2/3 (sorry for the confusion with the numbering)
in a case law setting, (contracts for example) if i give you two cows for 5 chickens, and i get 4 chickens, i would bring it to the king who would make you give me the other chicken. In this case ANOTHER PARTY is harmed. its wrong because i was harmed.
back to OPs meme. case law is good because it allows you to understand what you can and cant do when other people are ACTUALLY harmed in some way. it allows you to know how the courts/people adjudicating disputes will decide
conversely, regulatory laws serve no true purpose other than to attempt to control, as OP's meme points out.
>criminals break laws so why have them
its an excellent point; regulatory laws dont control people, and neither do judicial laws for that matter. the difference being judicial laws stem from someone actually being harmed
traffic laws are somewhat confusing because they are used to determine who is at fault in court (judicial) but they APPEAR to be regulatory (i.e. "dont do X, Y , or Z") but they really stem from case law, adjudicating the dispute of an accident. (there were no driving rules when cars were first being driven)
so to anwser OP's meme, it shows a lack of understanding of man made laws in general. it asks why have regulatory laws (which is right, they dont serve a useful purpose) and cites traffic laws as the basis for comparison (which is incorrect)

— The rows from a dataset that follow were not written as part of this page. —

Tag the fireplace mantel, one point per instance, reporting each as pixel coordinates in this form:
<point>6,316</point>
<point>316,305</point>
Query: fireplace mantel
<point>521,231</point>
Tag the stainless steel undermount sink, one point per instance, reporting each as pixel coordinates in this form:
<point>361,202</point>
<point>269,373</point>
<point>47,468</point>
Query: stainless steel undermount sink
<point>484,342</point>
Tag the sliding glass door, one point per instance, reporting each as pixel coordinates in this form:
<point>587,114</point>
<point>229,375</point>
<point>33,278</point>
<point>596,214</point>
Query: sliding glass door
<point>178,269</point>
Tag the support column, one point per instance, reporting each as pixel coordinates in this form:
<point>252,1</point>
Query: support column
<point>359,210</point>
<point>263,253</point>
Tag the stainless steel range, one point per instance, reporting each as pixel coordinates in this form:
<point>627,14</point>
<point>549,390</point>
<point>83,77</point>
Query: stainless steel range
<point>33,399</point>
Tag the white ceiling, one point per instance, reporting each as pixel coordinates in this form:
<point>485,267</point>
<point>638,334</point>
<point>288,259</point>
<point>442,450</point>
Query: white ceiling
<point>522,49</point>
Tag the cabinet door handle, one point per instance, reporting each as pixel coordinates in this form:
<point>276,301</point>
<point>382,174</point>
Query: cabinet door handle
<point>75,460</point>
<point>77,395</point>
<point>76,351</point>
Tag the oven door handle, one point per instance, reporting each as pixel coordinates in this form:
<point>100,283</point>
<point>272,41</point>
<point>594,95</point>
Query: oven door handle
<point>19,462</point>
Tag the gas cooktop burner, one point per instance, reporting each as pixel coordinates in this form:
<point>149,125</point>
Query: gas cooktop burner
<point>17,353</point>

case law= good = rules that come about DIRECTLY from disputes (traffic, contract, fraud, violence, etc)
regulatory laws = bad = "its wrong because i say so" (gun laws, drug laws, etc.)
>but guns lead to violence
>drugs lead to violence
the flaw in that argument is that the result is too tenuous. VIOLENCE is wrong under any context besides self defense. lots of murders are over sex, but you dont want that banned, do you?